Of course, Goop seems impervious to outside expertise. A 2018 New York Times Magazine headline — “How Goop’s Haters Made Gwyneth Paltrow’s Company Worth $250 Million” — suggests that articles like this one are counterproductive. Goop itself has proudly adopted that position, declaring, “The derision means that people begin to have conversations.” Why bring attention to what would otherwise be a fringe phenomenon for the 1 percent, ask the critics of the critics?

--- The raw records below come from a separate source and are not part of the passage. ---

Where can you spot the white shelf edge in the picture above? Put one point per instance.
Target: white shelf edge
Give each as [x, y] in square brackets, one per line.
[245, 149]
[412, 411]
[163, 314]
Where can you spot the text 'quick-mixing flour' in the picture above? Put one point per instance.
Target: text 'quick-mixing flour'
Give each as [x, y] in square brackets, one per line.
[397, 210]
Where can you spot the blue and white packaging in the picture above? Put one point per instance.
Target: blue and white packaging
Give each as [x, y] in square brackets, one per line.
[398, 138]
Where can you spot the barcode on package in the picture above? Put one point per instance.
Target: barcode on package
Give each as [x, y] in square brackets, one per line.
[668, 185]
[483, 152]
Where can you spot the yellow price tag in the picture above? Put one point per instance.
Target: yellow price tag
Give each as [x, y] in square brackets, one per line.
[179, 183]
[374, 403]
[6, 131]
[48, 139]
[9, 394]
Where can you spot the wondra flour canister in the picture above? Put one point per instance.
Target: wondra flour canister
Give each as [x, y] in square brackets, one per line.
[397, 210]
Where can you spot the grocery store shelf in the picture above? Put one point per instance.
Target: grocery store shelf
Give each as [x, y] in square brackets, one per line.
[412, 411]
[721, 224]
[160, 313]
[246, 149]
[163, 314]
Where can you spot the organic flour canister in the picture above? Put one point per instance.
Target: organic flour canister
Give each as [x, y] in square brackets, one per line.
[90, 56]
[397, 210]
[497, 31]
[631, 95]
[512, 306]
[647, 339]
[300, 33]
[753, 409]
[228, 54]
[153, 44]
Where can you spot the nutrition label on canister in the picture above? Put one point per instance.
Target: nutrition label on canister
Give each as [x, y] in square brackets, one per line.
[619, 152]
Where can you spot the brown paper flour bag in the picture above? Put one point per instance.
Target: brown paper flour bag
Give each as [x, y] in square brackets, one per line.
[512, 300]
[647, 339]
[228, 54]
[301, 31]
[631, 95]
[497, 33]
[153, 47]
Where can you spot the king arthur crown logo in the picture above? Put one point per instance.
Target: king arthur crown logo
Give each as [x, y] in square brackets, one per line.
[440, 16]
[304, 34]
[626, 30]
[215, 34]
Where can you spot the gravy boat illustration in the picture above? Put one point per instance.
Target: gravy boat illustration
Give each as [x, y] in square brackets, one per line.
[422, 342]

But Goop is not a thing of the fringe; it’s merely the Netflix-ready version of a common faith. Paltrow did not invent the greenwashing of classist, consecrated consumption: Her brand of nature worship can also be found in that real-world Diagon Alley, the Whole Foods supplement aisle. (Whole Foods is owned by Amazon, whose CEO, Jeff Bezos, owns The Washington Post.) It is the reason people think organic food is salvific and conventional food is deadly (“Scary GMO Apples Hit Stores,” reads a Goop headline). It explains why parents in wealthy Los Angeles schools opt for “natural” immunity, resulting in vaccination rates on a par with those in South Sudan. Worst of all, it depends on the assumption that the best life — both physically and ethically — is accessible only for the rich, and that wellness, ours and the planet’s, is to be secured primarily by people making natural purchases, rather than communities making compassionate policy. Goop is a symptom of the fact that these beliefs are widespread, and remaining silent about why they are misguided won’t make them go away.

If we really want to purify ourselves, we should take the simple step of detoxifying the world of this false religion wherever it’s found. And a good place to start is with a prominent business that suggests there’s virtue in shelling out $72 for an all-natural Church scented candle.